Do you want to enhance your political knowledge? Global Young Voices chose five popular books that focus on political issues to get you started.
1. “The Prince” - Niccolò Machiavelli
“Never attempt to win by force what can be won by deception.”
“The Prince” is an analysis of how to acquire and maintain political power. Machiavelli discusses the conduct of great men and the principles of royal government.
2. “1984” – George Orwell
“He who controls the past controls the future. He who controls the present controls the past.”

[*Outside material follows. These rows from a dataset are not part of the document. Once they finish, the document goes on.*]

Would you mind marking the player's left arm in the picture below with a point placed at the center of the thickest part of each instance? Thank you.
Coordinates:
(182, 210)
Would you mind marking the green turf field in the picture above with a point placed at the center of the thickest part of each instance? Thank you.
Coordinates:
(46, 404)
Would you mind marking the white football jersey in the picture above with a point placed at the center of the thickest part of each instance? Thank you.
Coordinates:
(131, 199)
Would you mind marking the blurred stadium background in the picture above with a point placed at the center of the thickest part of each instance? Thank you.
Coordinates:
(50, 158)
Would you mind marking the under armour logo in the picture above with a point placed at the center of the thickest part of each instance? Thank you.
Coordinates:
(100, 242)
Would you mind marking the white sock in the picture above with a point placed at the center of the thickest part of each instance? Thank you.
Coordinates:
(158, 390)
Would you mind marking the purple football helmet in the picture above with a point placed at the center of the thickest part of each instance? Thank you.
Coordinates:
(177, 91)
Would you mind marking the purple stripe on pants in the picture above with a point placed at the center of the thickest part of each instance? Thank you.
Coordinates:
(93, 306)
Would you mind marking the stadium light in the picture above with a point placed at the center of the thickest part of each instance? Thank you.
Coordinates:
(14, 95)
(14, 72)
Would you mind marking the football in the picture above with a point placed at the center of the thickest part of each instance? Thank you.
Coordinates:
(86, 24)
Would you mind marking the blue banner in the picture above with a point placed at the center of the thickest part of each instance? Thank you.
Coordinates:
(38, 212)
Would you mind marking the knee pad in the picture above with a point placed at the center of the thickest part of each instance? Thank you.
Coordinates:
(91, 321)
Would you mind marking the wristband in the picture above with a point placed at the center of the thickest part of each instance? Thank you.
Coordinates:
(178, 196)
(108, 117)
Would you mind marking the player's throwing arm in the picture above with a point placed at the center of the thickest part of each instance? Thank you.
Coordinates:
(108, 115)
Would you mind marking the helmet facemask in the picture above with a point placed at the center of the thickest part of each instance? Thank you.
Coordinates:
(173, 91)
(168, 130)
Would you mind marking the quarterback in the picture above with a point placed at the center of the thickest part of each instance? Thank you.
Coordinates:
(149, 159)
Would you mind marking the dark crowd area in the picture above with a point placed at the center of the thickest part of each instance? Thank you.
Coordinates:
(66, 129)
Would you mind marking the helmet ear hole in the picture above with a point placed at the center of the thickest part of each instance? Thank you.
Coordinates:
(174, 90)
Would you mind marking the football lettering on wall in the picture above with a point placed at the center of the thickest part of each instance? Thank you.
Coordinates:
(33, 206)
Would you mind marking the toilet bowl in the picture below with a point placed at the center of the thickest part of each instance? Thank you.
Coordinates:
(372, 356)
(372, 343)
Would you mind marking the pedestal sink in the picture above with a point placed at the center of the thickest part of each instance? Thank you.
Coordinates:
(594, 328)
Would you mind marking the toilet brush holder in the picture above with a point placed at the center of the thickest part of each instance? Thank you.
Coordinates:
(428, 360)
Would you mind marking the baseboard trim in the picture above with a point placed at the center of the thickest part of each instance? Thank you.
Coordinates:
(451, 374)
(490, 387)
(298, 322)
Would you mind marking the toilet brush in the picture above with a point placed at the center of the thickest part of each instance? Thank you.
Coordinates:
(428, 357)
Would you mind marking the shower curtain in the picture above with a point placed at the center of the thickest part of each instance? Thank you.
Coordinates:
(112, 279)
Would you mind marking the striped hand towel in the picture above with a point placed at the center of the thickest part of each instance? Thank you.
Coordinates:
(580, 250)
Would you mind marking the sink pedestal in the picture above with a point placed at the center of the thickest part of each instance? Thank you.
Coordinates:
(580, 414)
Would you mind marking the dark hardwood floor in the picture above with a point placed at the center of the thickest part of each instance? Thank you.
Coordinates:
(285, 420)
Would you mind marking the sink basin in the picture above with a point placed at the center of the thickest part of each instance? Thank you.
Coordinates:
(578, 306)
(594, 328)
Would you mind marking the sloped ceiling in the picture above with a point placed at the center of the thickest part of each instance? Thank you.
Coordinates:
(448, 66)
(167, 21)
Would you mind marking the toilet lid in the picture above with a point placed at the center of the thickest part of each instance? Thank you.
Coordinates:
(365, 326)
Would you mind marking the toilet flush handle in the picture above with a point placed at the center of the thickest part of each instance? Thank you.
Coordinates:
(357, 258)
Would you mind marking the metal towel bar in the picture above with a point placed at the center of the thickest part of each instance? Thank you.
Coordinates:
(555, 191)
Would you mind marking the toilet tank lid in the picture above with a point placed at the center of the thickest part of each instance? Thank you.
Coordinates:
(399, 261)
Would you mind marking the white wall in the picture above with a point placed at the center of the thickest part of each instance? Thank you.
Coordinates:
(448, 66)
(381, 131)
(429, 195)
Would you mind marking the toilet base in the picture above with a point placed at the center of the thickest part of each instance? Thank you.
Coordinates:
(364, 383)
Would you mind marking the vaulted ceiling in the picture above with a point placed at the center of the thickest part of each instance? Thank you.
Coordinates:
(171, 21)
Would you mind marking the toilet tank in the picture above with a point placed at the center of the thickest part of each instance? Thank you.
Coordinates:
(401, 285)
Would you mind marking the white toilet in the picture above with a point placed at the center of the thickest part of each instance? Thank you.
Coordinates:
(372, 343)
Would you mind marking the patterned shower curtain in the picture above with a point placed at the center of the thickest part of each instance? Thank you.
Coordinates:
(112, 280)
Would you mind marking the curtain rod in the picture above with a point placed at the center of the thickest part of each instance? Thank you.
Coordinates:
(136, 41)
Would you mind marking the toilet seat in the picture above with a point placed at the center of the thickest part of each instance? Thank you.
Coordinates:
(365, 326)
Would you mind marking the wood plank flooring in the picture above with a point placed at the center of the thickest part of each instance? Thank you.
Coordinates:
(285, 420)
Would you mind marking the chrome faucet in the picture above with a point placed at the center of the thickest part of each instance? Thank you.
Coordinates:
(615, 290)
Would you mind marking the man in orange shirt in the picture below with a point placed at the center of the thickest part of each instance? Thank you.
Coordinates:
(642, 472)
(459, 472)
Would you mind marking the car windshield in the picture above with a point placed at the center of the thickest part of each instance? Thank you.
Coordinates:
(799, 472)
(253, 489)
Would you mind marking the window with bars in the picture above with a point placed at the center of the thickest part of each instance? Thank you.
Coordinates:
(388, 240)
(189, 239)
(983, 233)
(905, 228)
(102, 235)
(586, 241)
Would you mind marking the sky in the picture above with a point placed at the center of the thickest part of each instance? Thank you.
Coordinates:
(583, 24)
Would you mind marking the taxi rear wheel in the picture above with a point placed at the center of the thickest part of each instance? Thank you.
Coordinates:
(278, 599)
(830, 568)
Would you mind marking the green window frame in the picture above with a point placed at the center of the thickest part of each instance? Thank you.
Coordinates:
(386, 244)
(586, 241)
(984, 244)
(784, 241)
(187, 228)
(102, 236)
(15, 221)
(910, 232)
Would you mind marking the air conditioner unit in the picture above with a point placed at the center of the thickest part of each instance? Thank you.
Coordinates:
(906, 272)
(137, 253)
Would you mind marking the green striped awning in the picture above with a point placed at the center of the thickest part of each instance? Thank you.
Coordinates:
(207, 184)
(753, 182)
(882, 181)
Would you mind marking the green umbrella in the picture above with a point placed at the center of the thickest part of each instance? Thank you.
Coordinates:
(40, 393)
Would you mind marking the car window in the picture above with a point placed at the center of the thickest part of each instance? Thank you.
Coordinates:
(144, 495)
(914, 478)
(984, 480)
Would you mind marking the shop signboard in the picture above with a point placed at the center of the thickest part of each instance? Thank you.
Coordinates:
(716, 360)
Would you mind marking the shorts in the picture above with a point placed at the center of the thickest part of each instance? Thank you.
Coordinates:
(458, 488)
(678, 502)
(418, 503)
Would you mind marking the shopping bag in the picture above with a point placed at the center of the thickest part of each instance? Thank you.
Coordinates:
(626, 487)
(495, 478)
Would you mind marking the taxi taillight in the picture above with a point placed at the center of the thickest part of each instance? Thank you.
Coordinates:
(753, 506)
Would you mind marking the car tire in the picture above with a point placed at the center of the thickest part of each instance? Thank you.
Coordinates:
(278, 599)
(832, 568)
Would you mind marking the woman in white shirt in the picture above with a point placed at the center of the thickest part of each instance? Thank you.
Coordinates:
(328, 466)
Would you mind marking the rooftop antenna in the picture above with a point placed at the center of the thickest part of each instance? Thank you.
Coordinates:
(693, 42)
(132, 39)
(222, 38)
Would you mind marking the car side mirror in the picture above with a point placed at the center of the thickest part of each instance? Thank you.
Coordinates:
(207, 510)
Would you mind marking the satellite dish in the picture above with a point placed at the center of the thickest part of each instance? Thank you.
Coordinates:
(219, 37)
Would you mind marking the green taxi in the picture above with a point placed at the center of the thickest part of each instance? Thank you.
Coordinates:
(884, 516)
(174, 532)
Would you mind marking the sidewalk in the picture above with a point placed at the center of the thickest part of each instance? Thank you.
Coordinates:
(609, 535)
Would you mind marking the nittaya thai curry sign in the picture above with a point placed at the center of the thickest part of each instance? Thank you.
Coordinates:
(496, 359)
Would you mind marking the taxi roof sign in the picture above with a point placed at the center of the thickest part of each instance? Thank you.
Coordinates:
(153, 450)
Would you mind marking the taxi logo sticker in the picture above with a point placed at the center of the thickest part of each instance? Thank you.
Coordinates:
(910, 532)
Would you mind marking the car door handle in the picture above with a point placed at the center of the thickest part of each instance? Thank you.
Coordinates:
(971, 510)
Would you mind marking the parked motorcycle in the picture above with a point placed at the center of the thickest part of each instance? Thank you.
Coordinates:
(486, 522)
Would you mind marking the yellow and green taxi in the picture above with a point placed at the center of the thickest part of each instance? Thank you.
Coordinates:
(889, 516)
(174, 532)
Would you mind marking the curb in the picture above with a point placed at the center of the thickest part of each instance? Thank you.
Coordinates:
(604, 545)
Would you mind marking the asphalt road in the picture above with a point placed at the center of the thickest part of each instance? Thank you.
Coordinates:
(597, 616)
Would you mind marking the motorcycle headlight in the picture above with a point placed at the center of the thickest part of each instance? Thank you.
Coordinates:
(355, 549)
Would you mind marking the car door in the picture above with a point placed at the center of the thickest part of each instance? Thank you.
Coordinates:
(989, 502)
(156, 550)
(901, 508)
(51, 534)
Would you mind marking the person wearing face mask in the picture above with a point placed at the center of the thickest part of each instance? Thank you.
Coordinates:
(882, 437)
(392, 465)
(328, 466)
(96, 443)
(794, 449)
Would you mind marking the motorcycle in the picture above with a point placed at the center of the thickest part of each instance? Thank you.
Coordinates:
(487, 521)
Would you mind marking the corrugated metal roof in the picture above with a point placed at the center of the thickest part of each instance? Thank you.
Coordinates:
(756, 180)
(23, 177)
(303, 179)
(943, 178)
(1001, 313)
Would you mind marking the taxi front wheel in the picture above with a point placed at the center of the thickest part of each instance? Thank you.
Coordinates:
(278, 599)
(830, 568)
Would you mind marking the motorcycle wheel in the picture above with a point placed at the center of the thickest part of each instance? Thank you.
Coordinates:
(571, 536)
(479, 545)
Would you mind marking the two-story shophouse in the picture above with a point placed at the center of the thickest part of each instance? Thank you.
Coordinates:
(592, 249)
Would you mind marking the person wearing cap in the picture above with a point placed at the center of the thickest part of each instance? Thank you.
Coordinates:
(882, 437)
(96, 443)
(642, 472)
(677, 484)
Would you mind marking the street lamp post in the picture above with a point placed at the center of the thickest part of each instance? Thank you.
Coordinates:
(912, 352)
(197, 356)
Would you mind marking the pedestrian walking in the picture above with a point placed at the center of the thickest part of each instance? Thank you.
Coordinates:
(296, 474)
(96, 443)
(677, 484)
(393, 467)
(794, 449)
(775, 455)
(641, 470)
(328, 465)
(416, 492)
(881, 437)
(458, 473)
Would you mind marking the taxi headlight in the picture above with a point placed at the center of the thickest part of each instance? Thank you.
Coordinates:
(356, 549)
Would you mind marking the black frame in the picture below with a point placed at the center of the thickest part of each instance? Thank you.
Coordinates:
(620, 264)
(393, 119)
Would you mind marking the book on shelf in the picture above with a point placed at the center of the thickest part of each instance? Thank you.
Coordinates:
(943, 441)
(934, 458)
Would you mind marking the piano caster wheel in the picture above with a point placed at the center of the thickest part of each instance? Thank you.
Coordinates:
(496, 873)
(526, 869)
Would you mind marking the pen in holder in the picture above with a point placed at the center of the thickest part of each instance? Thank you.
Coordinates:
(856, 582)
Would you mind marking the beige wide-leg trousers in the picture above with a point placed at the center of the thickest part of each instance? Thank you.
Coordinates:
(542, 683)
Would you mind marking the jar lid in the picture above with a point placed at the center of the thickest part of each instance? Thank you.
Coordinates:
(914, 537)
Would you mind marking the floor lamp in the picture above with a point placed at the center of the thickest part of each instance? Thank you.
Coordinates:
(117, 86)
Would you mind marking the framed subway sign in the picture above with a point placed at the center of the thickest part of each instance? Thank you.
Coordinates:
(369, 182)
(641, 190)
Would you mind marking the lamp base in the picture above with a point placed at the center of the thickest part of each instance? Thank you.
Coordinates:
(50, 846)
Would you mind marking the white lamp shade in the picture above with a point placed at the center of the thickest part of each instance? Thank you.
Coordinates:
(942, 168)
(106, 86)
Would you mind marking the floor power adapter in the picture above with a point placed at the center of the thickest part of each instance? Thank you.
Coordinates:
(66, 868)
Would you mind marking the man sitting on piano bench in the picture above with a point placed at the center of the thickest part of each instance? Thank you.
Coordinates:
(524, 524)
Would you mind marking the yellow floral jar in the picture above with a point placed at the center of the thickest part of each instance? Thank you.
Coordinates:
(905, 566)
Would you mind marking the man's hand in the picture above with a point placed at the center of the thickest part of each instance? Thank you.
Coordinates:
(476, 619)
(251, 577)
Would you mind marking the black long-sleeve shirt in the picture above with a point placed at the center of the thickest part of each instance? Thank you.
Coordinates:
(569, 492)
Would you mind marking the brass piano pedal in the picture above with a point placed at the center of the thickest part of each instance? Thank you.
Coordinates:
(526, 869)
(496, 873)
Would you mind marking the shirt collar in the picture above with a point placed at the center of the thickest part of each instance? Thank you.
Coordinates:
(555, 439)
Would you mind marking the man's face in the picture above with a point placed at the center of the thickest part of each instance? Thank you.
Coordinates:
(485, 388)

Orwell imagines the world after a nuclear war in his novel “1984.” He sees the world divided into three states. London is a city in Oceania, ruled by a party who has total control over all its citizens. Winston Smith is one of the bureaucrats, rewriting history in one of the government’s departments. One day he commits the crime of falling in love with Julia. They try to escape Big Brother's listening and viewing devices, but nobody can really escape, evolving into a story of how Mr. Smith lives under a dictatorship.
3. “The Republic” - Plato
“Excess of liberty, whether it lies in state or individuals seems only to pass into excess of slavery.”
“The Republic,” shows the reasoning of Plato and how he tries to determine what constitutes justice in a given state, whether or not the concept of justice should be determined by citizens and how justice may actually be accomplished.
4. “The Social Contract” – Jean Jacques Rousseau
“...In respect of riches, no citizen shall ever be wealthy enough to buy another, and none poor enough to be forced to sell himself.”
Rousseau asserts in this book that modern states repress the physical freedom that is people’s birthright, while doing nothing to secure civil freedom. Legitimate political authority, he suggests, comes only from a social contract agreed upon by all citizens for their mutual preservation.
5. “The Communist Manifesto” – Karl Marx and Friedrich Engels
“The proletarians have nothing to lose but their chains. They have a world to win.”
The “Communist Manifesto” reflects an attempt to explain the goals of Communism, as well as the theory underlying the movement. It argues that class struggles, or the exploitation of one class by another, are the motivating force behind all historical developments. A revolution occurs then, and a new class emerges as the ruling one.